A federal appeals panel awarded a narrow legal win to a former Illinois State University football coach who said posting a sign reading “All Lives Matter to Our Lord & Savior Jesus Christ” on his office door cost him his job in 2020, allowing him to continue suing the university over his demotion and ultimate removal, allegedly in violation of his constitutional rights.
Kurt Beathard was the Redbirds’ offensive coordinator heading into the 2020 season. In August, athletic department employees printed posters featuring athletes in ISU uniforms and the Black Lives Matter slogan. Beathard said he doesn’t know who put the sign outside his door, but he replaced it with his handwritten sign that was in place for about two weeks.
Due to Covid mitigations, athletes weren’t allowed in the office area, but Beathard alleged another coach who sought his position shared a picture of the sign with players who responded by threatening to continue an ongoing practice boycott.
Head Coach Brock Spack removed Beathard as offensive coordinator on Sept. 2, telling him Athletic Director Larry Lyons would assign him to a new task. ISU did not renew Beathard’s contract when it expired at the end of 2020. Beathard sued Lyons and Spack, alleging his demotion improperly resulted from a protected exercise of First Amendment rights.
In seeking dismissal before U.S. District Judge James Shadid, Lyons and Spack said qualified immunity should protect them from litigation because they wouldn’t have understood at the time of their decision that the handmade sign constituted personal speech rather than official conduct from a public employee. They also said they wouldn’t have understood they couldn’t reassign a coordinator based on the way the players reacted to the message.
Although Shadid rejected the motion to dismiss, he did so without considering the qualified immunity defense. Shadid invoked a 2022 U.S. Supreme Court opinion, Kennedy v. Bremerton School District, which involved a coach fired for praying on the field after a game and held the prayer to be private conduct rather than official speech.
Shadid said Beathard “was expressing his personal views, which in no way owed their existence to his responsibilities as a public employee. Plaintiff was not paid by the university to decorate his door or to use it to promote a particular viewpoint, he was employed to coach football.”
Spack and Lyons asked the U.S. Seventh Circuit Court of Appeals to intervene, arguing the panel has jurisdiction to review interlocutory orders that reject qualified immunity defenses.
Seventh Circuit Judge Frank Easterbrook wrote the panel’s opinion on that request, filed Feb. 27; Judges Ilana Rovner and Candace Jackson-Akiwumi concurred.
The panel agreed such an order would be appealable, but held Shadid’s ruling wasn’t a denial of the defense but a postponement of a decision pending further development of the argument at the trial stage.
The relevant history includes two Seventh Circuit opinions: a 2008 ruling, Khorrami v. Rolince, specifically holding orders postponing qualified immunity decisions can’t be appealed unless the delay is so long as to be considered a de facto denial; and 2012’s Abelesz v. Magyar Nemzeti Bank, which Spack and Lyons said “cabined Khorrami and allowed appeals of orders postponing decisions on qualified immunity in addition to those denying qualified immunity,” Easterbrook wrote.
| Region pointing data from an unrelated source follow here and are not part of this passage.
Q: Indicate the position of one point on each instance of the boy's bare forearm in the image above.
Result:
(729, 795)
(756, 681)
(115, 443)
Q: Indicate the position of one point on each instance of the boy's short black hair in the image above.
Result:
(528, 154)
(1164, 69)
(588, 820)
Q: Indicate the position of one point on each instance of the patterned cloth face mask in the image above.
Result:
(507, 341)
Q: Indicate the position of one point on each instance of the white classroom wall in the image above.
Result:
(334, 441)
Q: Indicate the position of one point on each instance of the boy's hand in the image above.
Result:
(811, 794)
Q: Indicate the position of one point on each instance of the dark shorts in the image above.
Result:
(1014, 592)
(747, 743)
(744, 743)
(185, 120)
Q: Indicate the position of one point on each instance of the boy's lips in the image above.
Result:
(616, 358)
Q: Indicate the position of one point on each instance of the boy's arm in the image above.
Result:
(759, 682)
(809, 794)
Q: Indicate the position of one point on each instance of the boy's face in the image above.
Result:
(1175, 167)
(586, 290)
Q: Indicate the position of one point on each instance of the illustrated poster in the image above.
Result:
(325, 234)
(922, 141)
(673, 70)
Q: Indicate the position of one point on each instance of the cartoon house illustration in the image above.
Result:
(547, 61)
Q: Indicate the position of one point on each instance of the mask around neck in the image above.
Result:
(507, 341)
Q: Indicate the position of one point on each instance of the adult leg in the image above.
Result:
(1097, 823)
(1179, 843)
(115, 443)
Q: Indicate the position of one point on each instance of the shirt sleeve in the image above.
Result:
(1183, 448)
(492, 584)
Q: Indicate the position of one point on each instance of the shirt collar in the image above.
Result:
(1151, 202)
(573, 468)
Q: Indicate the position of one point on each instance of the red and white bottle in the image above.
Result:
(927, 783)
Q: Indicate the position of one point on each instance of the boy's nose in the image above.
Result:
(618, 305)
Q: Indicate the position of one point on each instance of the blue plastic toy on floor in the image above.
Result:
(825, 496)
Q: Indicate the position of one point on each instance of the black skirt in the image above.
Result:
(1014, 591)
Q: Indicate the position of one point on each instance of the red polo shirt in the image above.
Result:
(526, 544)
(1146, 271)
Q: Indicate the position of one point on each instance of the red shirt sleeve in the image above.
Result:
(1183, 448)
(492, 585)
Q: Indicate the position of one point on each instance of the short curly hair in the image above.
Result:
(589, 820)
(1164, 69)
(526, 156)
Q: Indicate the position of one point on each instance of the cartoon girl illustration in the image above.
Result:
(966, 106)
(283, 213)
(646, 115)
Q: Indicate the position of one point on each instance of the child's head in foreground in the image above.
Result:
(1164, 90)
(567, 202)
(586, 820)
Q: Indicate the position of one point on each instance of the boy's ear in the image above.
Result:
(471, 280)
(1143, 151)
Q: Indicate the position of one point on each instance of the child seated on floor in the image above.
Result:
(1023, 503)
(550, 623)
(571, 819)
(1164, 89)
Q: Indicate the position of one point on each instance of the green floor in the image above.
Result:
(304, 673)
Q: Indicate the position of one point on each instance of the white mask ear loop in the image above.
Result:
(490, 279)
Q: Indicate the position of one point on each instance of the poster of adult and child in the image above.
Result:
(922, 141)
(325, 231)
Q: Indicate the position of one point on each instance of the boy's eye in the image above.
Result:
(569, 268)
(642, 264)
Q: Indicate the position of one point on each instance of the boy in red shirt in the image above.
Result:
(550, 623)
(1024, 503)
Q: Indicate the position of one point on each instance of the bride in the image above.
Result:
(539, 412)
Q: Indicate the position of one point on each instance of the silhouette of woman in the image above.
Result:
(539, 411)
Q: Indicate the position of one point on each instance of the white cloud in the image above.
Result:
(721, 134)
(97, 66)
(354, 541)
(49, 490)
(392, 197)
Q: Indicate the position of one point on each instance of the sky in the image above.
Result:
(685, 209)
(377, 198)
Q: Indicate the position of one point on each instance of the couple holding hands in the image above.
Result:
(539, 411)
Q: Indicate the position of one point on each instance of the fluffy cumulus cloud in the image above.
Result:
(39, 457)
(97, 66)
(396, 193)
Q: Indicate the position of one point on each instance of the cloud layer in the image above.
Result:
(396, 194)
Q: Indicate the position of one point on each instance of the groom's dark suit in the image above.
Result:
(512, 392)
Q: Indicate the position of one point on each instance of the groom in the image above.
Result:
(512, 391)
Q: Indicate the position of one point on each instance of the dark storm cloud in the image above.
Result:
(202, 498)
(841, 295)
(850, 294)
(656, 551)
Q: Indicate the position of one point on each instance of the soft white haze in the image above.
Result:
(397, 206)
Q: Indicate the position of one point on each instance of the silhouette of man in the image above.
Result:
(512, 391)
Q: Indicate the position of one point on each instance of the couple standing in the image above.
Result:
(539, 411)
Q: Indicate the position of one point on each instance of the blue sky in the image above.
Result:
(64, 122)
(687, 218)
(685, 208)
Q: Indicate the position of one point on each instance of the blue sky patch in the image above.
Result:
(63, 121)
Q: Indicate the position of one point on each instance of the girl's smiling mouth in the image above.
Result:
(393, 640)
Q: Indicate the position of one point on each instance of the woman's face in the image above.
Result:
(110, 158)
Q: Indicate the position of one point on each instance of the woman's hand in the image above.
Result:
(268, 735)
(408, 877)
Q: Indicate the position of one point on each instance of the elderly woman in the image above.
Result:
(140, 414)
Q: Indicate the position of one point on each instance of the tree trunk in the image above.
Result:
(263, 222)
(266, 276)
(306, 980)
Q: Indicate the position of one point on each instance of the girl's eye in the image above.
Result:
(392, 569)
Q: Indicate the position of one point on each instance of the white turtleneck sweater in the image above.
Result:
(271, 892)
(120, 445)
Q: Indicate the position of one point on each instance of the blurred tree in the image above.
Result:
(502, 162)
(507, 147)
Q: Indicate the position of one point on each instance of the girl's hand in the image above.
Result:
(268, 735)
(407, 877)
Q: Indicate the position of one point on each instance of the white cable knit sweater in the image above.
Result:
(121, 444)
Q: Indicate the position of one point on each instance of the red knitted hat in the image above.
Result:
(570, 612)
“We do not read Abelesz that way," he said.
In Abelesz, Easterbrook said, the panel determined it had jurisdiction because it was satisfied the district judge denied motions to dismiss on the merits of sovereign immunity. But the panel noted Shadid’s writing in the ISU litigation “makes clear that the court did not think it advisable to address qualified immunity with only the allegations of Beathard’s complaint to inform its assessment.”
Easterbrook highlighted Shadid’s use of the phrase “a more fully developed record” which the panel found “leaves no doubt (Shadid) did not believe this was a case in which the defense could be evaluated based on the face of the complaint, but rather that further development was necessary before it could properly assess qualified immunity. Nowhere in its order did the court otherwise suggest that Beathard had either pleaded enough to overcome qualified immunity or had instead pleaded himself out of court by making allegations that left no doubt that the defendants were entitled to qualified immunity.”
The panel also noted Shadid’s denial of the dismissal motion didn’t foreclose the argument a public employer can punish a worker for personal speech. Rather Shadid found it too early in the process to determine whether Beathard could prove the speech was protected because it addressed a matter of public concern.
“Beathard himself disputes the notion that his speech resulted in substantial disruption among the team’s players,” Easterbrook wrote. “The complaint tells us nothing concrete about the impact that Beathard’s message had on team players and how that factored into the university officials’ decision to remove him as offensive coordinator.”
Ultimately, the panel concluded it had no jurisdiction to consider the appeal and dismissed, leaving Beathard’s complaint active in federal district court.
An Illinois State University spokesperson said the university does not comment on active litigation.